Again we come to the question of judgment. This time ask yourself
whether your judgment or the Word of God is more likely to be true.
For they say different things about the world, and things so opposite
that it is pointless to try to reconcile them. God offers the world
salvation; your judgment would condemn it. God says there is no
death; your judgment sees but death as the inevitable end of life.

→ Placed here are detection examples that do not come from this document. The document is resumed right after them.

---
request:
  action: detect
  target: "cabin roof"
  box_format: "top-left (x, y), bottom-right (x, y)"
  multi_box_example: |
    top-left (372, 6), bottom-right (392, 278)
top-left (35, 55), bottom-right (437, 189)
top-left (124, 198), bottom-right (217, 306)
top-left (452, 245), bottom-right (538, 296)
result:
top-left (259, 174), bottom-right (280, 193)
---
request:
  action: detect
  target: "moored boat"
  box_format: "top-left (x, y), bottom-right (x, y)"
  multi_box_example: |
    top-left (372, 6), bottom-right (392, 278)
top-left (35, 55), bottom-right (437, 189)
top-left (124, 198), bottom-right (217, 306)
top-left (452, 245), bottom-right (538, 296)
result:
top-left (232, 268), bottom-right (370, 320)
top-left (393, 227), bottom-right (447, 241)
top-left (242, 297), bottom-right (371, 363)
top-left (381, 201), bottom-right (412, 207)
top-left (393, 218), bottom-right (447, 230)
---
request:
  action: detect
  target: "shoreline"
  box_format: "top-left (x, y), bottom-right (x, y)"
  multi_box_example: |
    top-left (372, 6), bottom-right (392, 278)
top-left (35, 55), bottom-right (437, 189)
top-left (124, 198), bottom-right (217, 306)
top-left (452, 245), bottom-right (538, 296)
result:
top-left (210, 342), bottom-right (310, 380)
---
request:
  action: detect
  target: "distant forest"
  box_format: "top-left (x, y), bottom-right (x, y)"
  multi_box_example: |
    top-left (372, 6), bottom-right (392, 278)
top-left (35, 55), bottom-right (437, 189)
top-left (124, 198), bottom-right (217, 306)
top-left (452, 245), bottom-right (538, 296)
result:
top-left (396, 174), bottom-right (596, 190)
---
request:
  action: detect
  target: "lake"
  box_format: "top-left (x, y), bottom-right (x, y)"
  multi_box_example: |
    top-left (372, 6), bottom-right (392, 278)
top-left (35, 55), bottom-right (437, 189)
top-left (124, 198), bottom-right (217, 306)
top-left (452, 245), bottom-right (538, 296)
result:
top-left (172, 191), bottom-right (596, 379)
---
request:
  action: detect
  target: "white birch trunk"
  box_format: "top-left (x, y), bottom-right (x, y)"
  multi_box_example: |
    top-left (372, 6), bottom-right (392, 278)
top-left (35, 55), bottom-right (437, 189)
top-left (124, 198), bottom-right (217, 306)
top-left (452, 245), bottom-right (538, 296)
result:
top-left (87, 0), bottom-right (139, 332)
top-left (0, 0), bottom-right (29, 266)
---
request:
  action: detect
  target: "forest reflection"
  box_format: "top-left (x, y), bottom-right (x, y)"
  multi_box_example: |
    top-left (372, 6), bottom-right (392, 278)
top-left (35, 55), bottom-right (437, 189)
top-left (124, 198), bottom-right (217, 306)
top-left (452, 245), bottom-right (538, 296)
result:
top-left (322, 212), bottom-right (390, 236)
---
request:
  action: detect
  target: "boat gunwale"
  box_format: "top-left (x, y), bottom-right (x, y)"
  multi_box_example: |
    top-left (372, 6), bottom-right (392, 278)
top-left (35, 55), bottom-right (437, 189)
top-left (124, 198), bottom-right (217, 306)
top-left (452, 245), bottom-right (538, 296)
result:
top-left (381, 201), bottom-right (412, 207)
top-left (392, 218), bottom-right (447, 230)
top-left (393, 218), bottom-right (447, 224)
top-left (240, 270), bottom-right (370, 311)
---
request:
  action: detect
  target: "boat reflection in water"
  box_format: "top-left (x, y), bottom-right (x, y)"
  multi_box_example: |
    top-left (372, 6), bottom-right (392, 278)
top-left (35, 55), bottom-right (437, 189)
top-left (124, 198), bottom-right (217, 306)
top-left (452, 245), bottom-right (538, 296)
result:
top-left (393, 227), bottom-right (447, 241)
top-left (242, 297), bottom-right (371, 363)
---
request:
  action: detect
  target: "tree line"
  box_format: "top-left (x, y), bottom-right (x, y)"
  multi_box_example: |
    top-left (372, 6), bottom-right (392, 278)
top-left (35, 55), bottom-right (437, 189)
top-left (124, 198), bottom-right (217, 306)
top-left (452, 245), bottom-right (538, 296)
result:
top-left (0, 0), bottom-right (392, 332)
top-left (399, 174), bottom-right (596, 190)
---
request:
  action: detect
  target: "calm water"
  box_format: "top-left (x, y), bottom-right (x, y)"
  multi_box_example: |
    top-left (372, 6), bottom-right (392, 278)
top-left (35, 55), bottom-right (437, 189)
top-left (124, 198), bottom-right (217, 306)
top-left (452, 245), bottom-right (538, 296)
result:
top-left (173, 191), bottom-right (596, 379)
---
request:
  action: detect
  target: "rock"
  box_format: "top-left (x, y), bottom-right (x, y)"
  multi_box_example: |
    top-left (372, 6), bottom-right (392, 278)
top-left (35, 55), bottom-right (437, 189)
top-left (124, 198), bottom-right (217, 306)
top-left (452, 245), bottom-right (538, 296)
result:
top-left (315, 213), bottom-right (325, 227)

God's Word assures you that He loves the world; your judgment says
it is unlovable. Who is right? For one of you is wrong. It must
be so.
The text explains that the Holy Spirit is the Answer to all problems
you have made. These problems are not real, but that is meaningless
to those who believe in them. And everyone believes in what he made,
for it was made by his believing it. Into this strange and paradoxical
situation,--one without meaning and devoid of sense, yet out of
which no way seems possible,--God has sent His Judgment to answer
yours. Gently His Judgment substitutes for yours. And through this
substitution is the un-understandable made understandable. How is
peace possible in this world? In your judgment it is not possible,
and can never be possible. But in the Judgment of God what is reflected
here is only peace.
Peace is impossible to those who look on war. Peace is inevitable
to those who offer peace. How easily, then, is your judgment of
the world escaped! It is not the world that makes peace seem impossible.

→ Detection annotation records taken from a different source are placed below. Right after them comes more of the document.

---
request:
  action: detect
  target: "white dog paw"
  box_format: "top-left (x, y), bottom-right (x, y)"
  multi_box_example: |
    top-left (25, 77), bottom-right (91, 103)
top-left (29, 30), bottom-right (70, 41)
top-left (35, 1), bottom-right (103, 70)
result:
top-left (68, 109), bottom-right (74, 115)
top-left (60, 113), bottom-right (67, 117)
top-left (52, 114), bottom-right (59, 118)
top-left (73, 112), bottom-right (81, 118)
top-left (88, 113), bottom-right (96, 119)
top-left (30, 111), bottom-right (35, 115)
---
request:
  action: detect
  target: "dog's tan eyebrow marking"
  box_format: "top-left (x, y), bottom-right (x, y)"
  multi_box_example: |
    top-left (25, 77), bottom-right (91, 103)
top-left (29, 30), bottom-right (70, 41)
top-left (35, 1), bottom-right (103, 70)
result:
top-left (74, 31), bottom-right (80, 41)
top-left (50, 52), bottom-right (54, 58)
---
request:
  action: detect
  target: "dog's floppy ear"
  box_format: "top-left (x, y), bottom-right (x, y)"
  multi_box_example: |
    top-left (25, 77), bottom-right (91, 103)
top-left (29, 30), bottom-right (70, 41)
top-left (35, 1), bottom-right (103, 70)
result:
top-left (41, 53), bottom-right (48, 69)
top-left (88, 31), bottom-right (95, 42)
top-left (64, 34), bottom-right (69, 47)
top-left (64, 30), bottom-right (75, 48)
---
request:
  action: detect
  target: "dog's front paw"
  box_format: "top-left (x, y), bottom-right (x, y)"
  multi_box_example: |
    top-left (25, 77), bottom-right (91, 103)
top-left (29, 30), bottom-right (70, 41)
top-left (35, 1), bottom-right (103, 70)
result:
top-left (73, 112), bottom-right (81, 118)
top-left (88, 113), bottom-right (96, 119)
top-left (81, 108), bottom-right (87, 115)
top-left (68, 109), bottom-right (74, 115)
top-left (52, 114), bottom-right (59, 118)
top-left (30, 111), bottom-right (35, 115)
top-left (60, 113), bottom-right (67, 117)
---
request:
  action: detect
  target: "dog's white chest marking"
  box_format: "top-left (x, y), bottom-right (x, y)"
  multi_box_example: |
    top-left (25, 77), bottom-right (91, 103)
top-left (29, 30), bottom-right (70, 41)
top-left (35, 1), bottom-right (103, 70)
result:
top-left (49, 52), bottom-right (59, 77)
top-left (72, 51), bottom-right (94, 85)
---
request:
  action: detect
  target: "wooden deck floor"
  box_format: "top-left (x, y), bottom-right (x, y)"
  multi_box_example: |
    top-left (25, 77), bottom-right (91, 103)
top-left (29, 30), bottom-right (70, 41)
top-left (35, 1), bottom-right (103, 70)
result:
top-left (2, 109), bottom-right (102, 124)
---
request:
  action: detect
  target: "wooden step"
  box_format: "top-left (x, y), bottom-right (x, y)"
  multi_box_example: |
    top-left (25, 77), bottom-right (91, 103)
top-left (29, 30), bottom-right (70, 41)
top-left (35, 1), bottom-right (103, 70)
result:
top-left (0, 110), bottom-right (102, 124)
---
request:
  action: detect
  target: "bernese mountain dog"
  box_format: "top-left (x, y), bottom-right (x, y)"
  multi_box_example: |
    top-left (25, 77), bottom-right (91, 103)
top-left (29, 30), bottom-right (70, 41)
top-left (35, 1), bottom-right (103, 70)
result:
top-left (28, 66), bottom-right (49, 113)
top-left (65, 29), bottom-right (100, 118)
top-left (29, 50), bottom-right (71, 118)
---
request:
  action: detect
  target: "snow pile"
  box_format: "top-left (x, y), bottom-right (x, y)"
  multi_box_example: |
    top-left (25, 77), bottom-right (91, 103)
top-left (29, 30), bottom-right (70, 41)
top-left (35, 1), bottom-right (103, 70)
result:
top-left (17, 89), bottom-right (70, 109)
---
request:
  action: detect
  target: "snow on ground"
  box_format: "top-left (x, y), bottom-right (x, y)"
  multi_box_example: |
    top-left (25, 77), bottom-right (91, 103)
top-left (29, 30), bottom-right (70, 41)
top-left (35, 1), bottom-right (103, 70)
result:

It is the world you see that is impossible. Yet has God's Judgment
on this distorted world redeemed it and made it fit to welcome peace.
And peace descends on it in joyous answer. Peace now belongs here,
because a Thought of God has entered. What else but a Thought of
God turns hell to Heaven merely by being what it is? The earth bows
down before its gracious Presence, and it leans down in answer,
to raise it up again. Now is the question different. It is no longer,
"Can peace be possible in this world?" but instead, "Is
it not impossible that peace be absent here?"